Closed andrewstucki closed 2 months ago
New flaky test --- FAIL: kuttl/harness/centralized-configuration-drift (388.05s)
2024-09-17 20:21:01 UTC | case.go:399: failed in step 3-delete-redpandas
-- | --
| 2024-09-17 20:21:01 UTC | case.go:401: client rate limiter Wait returned an error: rate: Wait(n=1) would exceed context deadline
Redpanda deletion doesn't work ATM. As kuttle artefacts are not generated it's hard to say what operator logs look like.
I'm wondering if it has something to do with the timeout of the tests actually, just switched up some of the code to call the health endpoint directly rather than through the watchClusterHealth
helper because if a node hasn't been marked as down yet - despite the fact that we know it needs to get decommissioned due to the replica count not matching the number of nodes that we know about, this function will block for up to 60 seconds: https://github.com/redpanda-data/redpanda-operator/blob/4182ff503ff70a565016b08c714867df81c76d62/src/go/k8s/internal/controller/redpanda/redpanda_decommission_controller.go#L659
So, my previous changes to unblock the Helm chart installation process broke our e2e decommissioning test by introducing a race condition into our test assertions. Basically, with the decommission controller there was a small window in which decommissioning had not yet happened and hence the nodes were technically unhealthy, and yet they were not marked yet as "unhealthy" within the statefulset.

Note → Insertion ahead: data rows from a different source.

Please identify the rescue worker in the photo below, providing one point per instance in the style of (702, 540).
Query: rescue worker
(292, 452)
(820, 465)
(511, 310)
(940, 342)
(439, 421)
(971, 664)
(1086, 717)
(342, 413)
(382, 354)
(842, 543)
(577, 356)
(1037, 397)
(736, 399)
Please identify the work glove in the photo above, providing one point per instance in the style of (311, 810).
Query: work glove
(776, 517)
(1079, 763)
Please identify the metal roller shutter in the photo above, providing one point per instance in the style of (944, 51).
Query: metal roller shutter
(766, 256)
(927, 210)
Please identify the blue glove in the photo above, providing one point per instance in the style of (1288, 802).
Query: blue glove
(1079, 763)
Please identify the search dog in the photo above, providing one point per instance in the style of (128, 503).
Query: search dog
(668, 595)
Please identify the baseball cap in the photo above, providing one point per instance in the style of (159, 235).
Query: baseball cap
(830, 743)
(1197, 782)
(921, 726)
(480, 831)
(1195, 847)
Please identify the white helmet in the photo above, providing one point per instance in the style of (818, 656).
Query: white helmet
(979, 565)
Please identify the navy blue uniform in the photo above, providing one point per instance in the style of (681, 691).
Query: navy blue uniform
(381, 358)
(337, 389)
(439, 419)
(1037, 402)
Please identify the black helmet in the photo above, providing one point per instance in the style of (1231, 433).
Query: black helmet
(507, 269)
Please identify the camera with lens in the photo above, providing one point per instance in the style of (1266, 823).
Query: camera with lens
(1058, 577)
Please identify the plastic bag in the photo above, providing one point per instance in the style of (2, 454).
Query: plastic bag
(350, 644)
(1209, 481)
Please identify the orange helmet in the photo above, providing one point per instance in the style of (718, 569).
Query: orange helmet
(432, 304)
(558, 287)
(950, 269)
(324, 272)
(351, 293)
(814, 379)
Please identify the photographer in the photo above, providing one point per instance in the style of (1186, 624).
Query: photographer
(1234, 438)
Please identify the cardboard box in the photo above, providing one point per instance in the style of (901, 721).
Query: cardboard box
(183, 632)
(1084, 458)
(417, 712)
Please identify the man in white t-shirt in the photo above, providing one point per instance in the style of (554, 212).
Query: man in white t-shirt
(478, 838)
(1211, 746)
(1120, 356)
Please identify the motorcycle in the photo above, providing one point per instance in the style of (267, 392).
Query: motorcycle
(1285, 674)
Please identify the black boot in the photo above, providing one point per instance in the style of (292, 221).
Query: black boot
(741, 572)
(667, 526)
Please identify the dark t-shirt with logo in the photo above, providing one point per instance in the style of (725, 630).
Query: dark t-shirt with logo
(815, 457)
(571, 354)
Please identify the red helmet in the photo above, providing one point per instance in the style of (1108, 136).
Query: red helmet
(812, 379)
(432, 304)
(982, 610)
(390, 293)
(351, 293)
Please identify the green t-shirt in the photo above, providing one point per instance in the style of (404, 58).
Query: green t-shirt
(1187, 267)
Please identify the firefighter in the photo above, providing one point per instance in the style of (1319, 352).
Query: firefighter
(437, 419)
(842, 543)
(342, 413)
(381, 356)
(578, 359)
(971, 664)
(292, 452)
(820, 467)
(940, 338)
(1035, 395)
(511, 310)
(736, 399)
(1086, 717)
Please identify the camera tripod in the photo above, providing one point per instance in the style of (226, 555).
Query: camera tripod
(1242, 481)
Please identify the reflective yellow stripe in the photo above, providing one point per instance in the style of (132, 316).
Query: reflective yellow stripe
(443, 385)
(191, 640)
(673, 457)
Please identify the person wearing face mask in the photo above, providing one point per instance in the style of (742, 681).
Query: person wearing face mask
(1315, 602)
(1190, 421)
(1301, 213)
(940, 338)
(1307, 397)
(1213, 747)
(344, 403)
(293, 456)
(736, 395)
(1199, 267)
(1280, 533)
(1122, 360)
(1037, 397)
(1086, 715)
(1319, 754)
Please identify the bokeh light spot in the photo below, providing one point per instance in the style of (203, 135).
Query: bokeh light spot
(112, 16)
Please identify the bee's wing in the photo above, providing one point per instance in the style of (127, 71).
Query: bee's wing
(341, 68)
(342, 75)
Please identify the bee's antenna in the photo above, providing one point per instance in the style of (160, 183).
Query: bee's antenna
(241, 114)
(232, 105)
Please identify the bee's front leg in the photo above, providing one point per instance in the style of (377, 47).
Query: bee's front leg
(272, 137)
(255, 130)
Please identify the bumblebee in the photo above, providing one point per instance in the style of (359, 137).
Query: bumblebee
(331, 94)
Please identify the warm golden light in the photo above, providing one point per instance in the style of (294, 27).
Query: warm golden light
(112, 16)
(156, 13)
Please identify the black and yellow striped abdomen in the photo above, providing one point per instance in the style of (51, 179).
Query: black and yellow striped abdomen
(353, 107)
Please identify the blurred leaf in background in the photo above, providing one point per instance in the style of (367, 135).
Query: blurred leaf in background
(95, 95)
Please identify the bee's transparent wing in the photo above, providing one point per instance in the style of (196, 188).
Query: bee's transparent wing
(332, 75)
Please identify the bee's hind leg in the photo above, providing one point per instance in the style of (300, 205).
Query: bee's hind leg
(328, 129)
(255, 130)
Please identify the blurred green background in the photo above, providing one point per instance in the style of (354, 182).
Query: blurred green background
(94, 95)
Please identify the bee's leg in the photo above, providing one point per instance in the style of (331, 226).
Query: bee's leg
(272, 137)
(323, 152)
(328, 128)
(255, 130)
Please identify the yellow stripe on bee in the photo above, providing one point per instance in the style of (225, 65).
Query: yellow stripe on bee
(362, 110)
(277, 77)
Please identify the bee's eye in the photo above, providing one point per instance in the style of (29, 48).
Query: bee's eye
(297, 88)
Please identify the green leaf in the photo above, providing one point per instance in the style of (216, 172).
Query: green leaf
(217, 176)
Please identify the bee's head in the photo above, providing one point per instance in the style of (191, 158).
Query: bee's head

What that meant is that the
Redpanda
CRD we were creating in our test was getting marked as "ready" for a split second, when it really wasn't and we were prematurely triggering a second scale down operation.This fixes the test by setting a status condition if the controller detects that the statefulset for our Redpanda cluster needs to be "decommission" dead nodes. As a result, the CRD is never marked as "ready" until decommissioning is fully finished.